Assumer son vote

par Fergus
mardi 17 janvier 2023

On entend ou on lit, ici et là, qu’il existerait une obligation d’« assumer son vote » lorsqu’au fil d’un mandat politique en cours montent dans la population des protestations contre la gouvernance de l’exécutif en place. Ce type de réflexion est évidemment frappé au coin du bon sens. Mais dans l’électorat tout le monde n’a pas, loin s’en faut, la même lecture de cette « obligation »...

L’exemple du mandat présidentiel en cours est, sur ce plan, emblématique. Le 10 avril 2022, Emmanuel Macron s’est qualifié pour le 2e tour de scrutin avec les voix de ses électeurs propres avant, deux semaines plus tard, d’être élu avec les voix des mêmes électeurs augmentées de celles qui sont venues des rangs d’une partie des candidats éliminés au 1er tour, et notamment de l’électorat des candidats de gauche, La France Insoumise ayant fourni dans les urnes l’essentiel de ce renfort décisif.

C’est le jeu démocratique, et peu de monde dans notre pays ne conteste ce fonctionnement de nos institutions, directement lié au mode d’élection du président de la République au suffrage universel. Mais de quelle manière ces votes d’adhésion agrégés aux votes de rejet de l’adversaire du 2e tour (en l’occurrence contre Marine Le Pen) ont-ils engagé les électeurs relativement au président élu et à son action politique ?

En réalité, personne n’est « engagé » par son vote à soutenir le président élu en toutes circonstances. Pas même ses électeurs de 1er tour. Et pour cause : excepté le noyau dur des militants et des adhérents du parti ainsi que les sympathisants confits en dévotion, la majorité des électeurs d’un candidat le soutient pour son orientation politique générale, mais sans adhérer à tous les points de son programme.

Comment pourrait-il en aller autrement alors que figurent dans le projet de gouvernance des éléments de nature économique, géopolitique, sécuritaire, sociale, éducative, sanitaire ou sociétale ? Chacun ayant une histoire particulière faite d’éducation, d’expériences familiales et professionnelles, de vécu dans des environnement contrastés, il est normal que les attentes diffèrent au sein d’un même camp politique.

« Assumer » son vote, autrement dit une part de responsabilité de la gouvernance mise en œuvre au cours du mandat par le président n’en est pas moins une obligation, intellectuelle pour les uns, morale pour les autres.
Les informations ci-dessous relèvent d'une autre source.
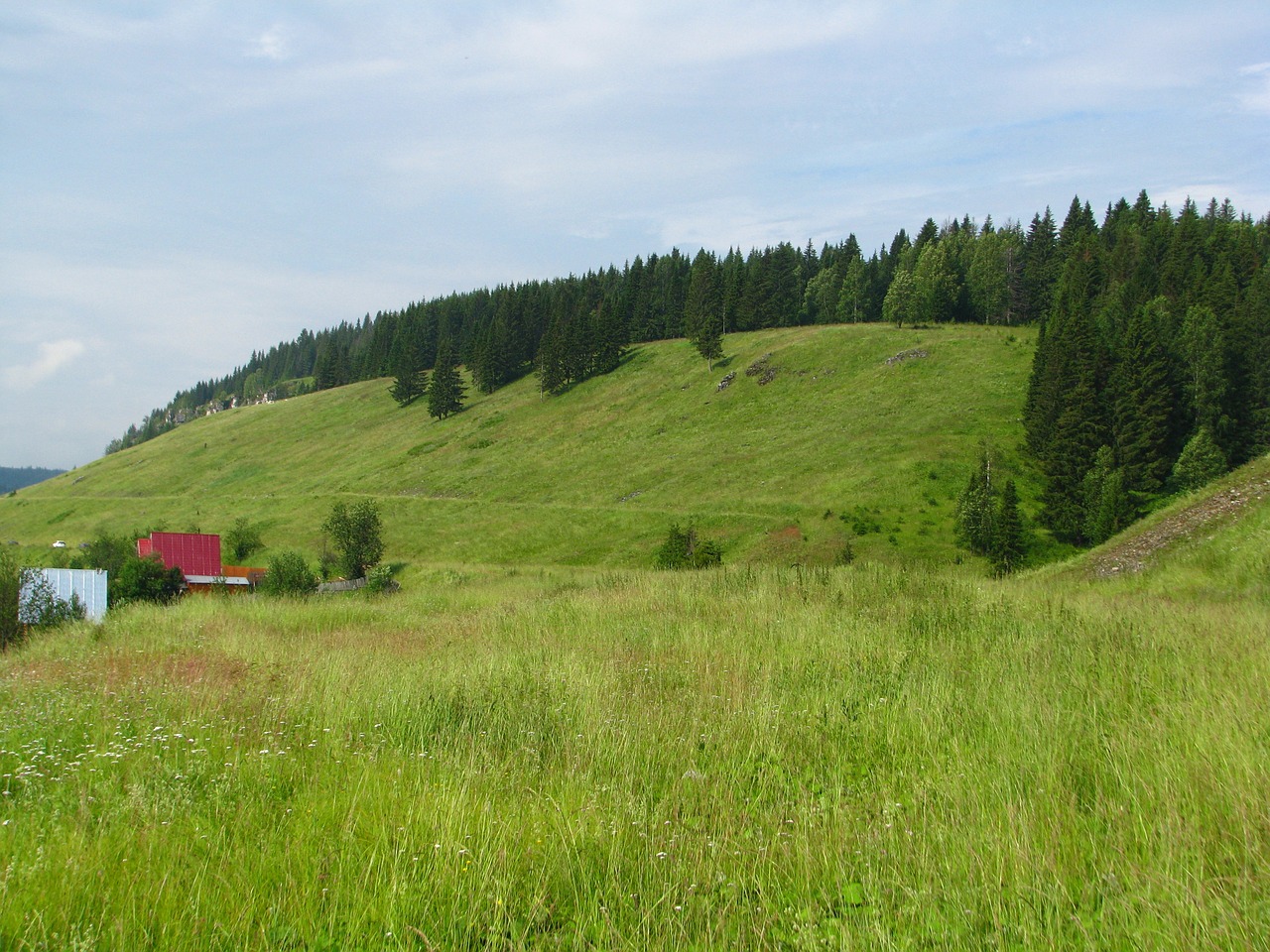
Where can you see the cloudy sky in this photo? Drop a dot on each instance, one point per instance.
(183, 181)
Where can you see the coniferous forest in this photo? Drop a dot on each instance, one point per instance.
(1151, 373)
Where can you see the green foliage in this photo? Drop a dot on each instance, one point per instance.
(532, 760)
(1201, 462)
(1107, 507)
(989, 524)
(289, 574)
(42, 608)
(379, 580)
(903, 301)
(1010, 542)
(703, 307)
(445, 390)
(357, 534)
(832, 428)
(861, 521)
(684, 549)
(243, 539)
(145, 580)
(10, 587)
(976, 509)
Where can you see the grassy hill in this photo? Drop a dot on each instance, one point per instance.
(757, 757)
(595, 476)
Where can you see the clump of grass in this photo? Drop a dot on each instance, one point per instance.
(742, 758)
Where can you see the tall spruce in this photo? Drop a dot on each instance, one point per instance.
(1008, 543)
(445, 390)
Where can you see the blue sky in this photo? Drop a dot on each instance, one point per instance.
(186, 181)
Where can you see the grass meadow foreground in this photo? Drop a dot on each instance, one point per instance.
(852, 758)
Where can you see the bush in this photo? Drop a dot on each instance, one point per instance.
(10, 584)
(243, 539)
(379, 580)
(289, 575)
(357, 534)
(41, 607)
(145, 580)
(684, 549)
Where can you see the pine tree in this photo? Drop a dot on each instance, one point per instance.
(1008, 540)
(411, 380)
(976, 508)
(702, 307)
(445, 391)
(1106, 503)
(1201, 462)
(1144, 399)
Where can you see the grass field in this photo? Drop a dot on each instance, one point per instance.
(540, 744)
(595, 476)
(751, 758)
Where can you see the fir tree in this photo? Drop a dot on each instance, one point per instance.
(445, 390)
(1201, 462)
(1106, 503)
(411, 380)
(1144, 399)
(976, 508)
(1008, 540)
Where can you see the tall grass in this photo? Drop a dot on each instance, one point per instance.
(860, 758)
(594, 476)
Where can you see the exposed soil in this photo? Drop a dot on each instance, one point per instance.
(907, 356)
(1134, 553)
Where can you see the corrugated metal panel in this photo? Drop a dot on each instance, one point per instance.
(194, 553)
(87, 584)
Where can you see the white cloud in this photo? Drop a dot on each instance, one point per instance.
(53, 357)
(1256, 95)
(271, 45)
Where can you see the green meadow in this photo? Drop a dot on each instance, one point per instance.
(554, 747)
(595, 476)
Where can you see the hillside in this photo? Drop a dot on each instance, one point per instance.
(594, 476)
(1211, 543)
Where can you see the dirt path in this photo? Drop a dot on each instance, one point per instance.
(1134, 553)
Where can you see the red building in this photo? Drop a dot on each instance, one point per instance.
(193, 552)
(198, 556)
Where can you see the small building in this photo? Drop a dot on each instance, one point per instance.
(85, 584)
(198, 557)
(193, 552)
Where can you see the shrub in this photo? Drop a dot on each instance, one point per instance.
(357, 534)
(41, 607)
(684, 549)
(145, 580)
(289, 575)
(379, 580)
(243, 539)
(10, 584)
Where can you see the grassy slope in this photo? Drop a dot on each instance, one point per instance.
(521, 480)
(747, 758)
(1213, 544)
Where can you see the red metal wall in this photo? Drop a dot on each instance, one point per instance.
(193, 553)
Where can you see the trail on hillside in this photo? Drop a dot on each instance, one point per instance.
(1133, 553)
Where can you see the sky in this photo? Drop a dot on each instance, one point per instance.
(186, 181)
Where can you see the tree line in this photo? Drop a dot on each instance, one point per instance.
(1153, 349)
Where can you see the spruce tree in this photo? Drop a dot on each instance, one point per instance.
(1008, 542)
(445, 391)
(1201, 462)
(1144, 399)
(411, 380)
(976, 508)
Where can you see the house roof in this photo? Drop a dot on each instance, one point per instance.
(193, 552)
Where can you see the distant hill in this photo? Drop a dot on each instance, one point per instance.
(1209, 543)
(16, 477)
(861, 433)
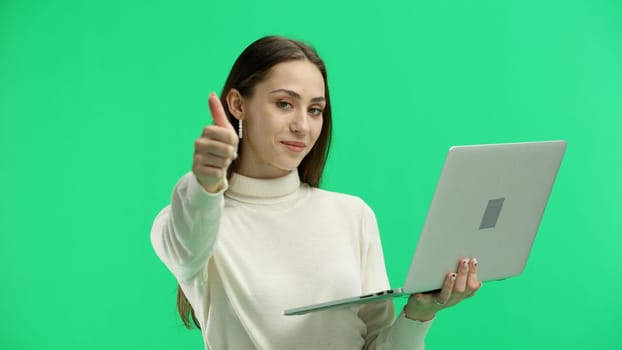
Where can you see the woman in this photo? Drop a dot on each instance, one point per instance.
(248, 233)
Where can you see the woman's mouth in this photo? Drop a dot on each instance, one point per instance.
(294, 146)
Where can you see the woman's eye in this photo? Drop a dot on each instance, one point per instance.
(284, 105)
(316, 112)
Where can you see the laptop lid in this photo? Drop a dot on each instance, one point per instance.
(488, 204)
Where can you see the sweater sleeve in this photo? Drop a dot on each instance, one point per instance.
(384, 331)
(184, 233)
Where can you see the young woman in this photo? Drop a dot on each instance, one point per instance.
(248, 232)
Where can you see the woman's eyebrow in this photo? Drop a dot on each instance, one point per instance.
(297, 96)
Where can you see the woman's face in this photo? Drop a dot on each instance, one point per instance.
(282, 119)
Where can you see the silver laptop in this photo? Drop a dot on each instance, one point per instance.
(488, 204)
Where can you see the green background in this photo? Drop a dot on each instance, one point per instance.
(100, 103)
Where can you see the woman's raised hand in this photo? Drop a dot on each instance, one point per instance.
(215, 149)
(458, 286)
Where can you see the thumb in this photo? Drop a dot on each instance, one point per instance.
(218, 112)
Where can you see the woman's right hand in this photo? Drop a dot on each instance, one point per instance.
(215, 149)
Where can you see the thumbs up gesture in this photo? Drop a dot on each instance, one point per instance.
(215, 149)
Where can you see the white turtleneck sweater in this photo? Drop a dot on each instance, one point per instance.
(258, 247)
Vis-à-vis de soi-même, mais également vis-à-vis des compatriotes. Une obligation qui va de soi dans les rangs de ceux qui ont adhéré au projet présidentiel, mais également une obligation dans les rangs de ceux qui ont voté contre l’adversaire du président élu en permettant de ce fait l’élection de celui-ci.

À cet égard, voir des électeurs du 2e tour, notamment venus des rangs mélenchonistes, refuser d’assumer les conséquences de leur « vote contre » Le Pen n’est ni sérieux ni crédible, même si leur attitude a été, de leur point de vue, légitime du fait de la nature réputée « xénophobe » du Rassemblement National et de l’« incompétence » présumée de sa candidate récurrente.

Assumer son vote interdit-il pour autant de s’opposer frontalement à tel ou tel projet de loi piloté par l’Élysée et Matignon. Non, évidemment, dans la mesure où le vote n’est pas un contrat liant les électeurs à l’élu. Les premiers nommés peuvent avoir changé d’avis sur des mesures qui ont pu les séduire dans un premier temps. Ils peuvent même, pour les ralliés de 2e tour, avoir été, dès le dépôt de leur bulletin dans l’urne, déterminés à lutter le moment venu contre des mesures inacceptables à leurs yeux.

C’est exactement ce qu’il se passe avec la réforme des retraites, actuellement au cœur de l’actualité politique. Nul doute qu’il se trouve des électeurs de Macron qui, au vu des modalités du projet de loi envisagé par l’exécutif, ont pris conscience qu’ils seront personnellement impactés. Quant aux électeurs venus de La France Insoumise ou du Parti Communiste, ils font très majoritairement bloc contre la réforme conduite par la Première ministre dans l’espoir que la mobilisation populaire lui fera échec.

Rien là que le jeu normal des forces en présence : d’un côté, un président élu qui fait mine de croire que son élection a validé l’ensemble de son projet ; de l’autre, des électeurs citoyens entièrement libres d’agir en soutien ou en rejet du texte législatif, quel qu’ait été leur vote ! Une chose est sûre : si la réforme des retraites passe en l’état, tous ceux qui ont mis un bulletin Macron dans l’urne le 24 avril devront en assumer une part de responsabilité ! Nul doute que les électeurs de gauche concernés en ont pleinement conscience.